On 24 January 1865, the Escuela Normal de Maestros opened with an enrollment of 69 in a rented building not far from the Escuela Municipal.    Father Francisco Baranera was the first rector and Fathers Jacinto Juanmarti and Pedro Llausas the first professors.  In 1886, the school moved to its own quarters in the Ermita district.  By 1901, when it ceased to be a government institution, it had conferred to the title of maestro asistente on 340 graduates, that of maestro on 1,693 and that of maestro superior on eight.

THE MANILA OBSERVATORY
The street running past the Escuela Normal was a one time called Calle del Observatorio and later Padre Faura Street.  This was appropriate, for the Escuela Normal property was shared by another Jesuit institution, the Manila Observatory, of which Father Federico Faura was the first director.  The beginnings of the Observatory go back to 1865, when two scholastics of the Escuela Municipal , Francisco Colina and Jaime Nonell, published in a local paper observations on a typhoon which had recently passed near the city.  The observations were taken by Colina with some meteorological instruments which he had put together himself.  They suggested the possibility that the approach of a typhoon might be forecast in time to save lives and property.  The interest of the business community of Manila was aroused and enough money was subscribed to purchase the universal meteorograph, a continuously recording instrument designed by the Italian Jesuit, Father Angelo Secchi.

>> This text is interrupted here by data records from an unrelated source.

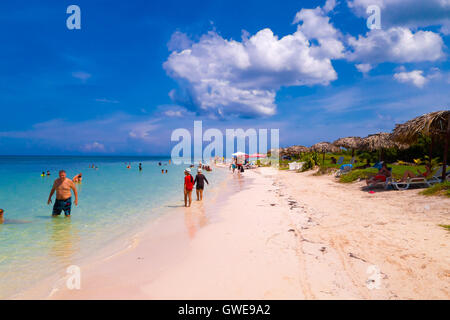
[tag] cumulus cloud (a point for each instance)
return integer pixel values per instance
(179, 41)
(224, 77)
(407, 13)
(398, 44)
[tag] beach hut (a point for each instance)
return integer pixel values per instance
(349, 143)
(434, 124)
(324, 147)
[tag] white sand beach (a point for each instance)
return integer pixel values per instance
(272, 234)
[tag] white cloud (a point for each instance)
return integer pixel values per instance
(240, 78)
(407, 13)
(179, 41)
(329, 6)
(415, 77)
(364, 67)
(83, 76)
(399, 45)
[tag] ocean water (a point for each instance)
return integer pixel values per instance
(113, 201)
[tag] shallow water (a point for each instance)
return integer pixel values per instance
(113, 201)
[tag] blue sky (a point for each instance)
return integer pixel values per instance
(136, 70)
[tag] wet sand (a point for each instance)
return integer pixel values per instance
(271, 234)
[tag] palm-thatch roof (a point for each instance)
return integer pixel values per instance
(323, 147)
(430, 124)
(349, 142)
(380, 141)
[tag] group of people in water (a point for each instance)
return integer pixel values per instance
(190, 182)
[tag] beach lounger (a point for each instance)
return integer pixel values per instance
(418, 181)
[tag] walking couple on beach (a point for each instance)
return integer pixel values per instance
(189, 183)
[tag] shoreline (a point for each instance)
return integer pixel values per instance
(281, 235)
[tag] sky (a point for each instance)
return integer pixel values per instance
(137, 70)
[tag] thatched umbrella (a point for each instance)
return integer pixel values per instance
(433, 124)
(380, 141)
(324, 147)
(349, 143)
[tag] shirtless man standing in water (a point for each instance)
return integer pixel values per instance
(63, 200)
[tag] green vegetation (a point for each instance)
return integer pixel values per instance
(438, 189)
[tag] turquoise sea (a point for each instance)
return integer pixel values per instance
(113, 201)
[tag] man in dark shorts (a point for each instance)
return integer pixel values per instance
(63, 202)
(200, 184)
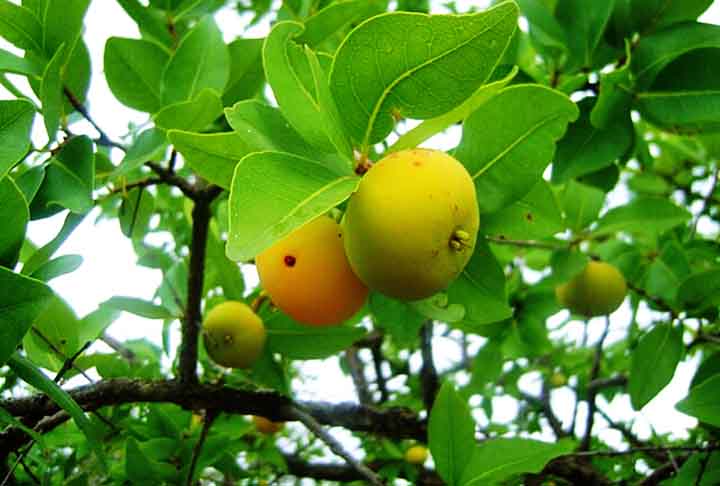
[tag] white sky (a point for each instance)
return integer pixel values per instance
(109, 262)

When the metorograph arrived, it was assembled and operated by another scholastic interested in scientific work, Federico Faura.  After completing his theoloical studies, Father Faura worked for a time in the Jesuit observatories at Stonyhurst and Rome.  He returned to the Philippines in 1878 as director of the Manila Observatory, a post which he held until his death in 1897.  In 1879 he issued his first typhoon warning.  These warnings became a regular and valued service of the Observatory thereafter.  To extend the scope and increase the accuracy of the service, the Spanish government in 1884 made the Observatory a state institution with a network of subsidiary stations throughout the archipelago.  A seismic section was added to the Observatory in 1880, a magnetic section in 1887, and an astronomical section in 1899.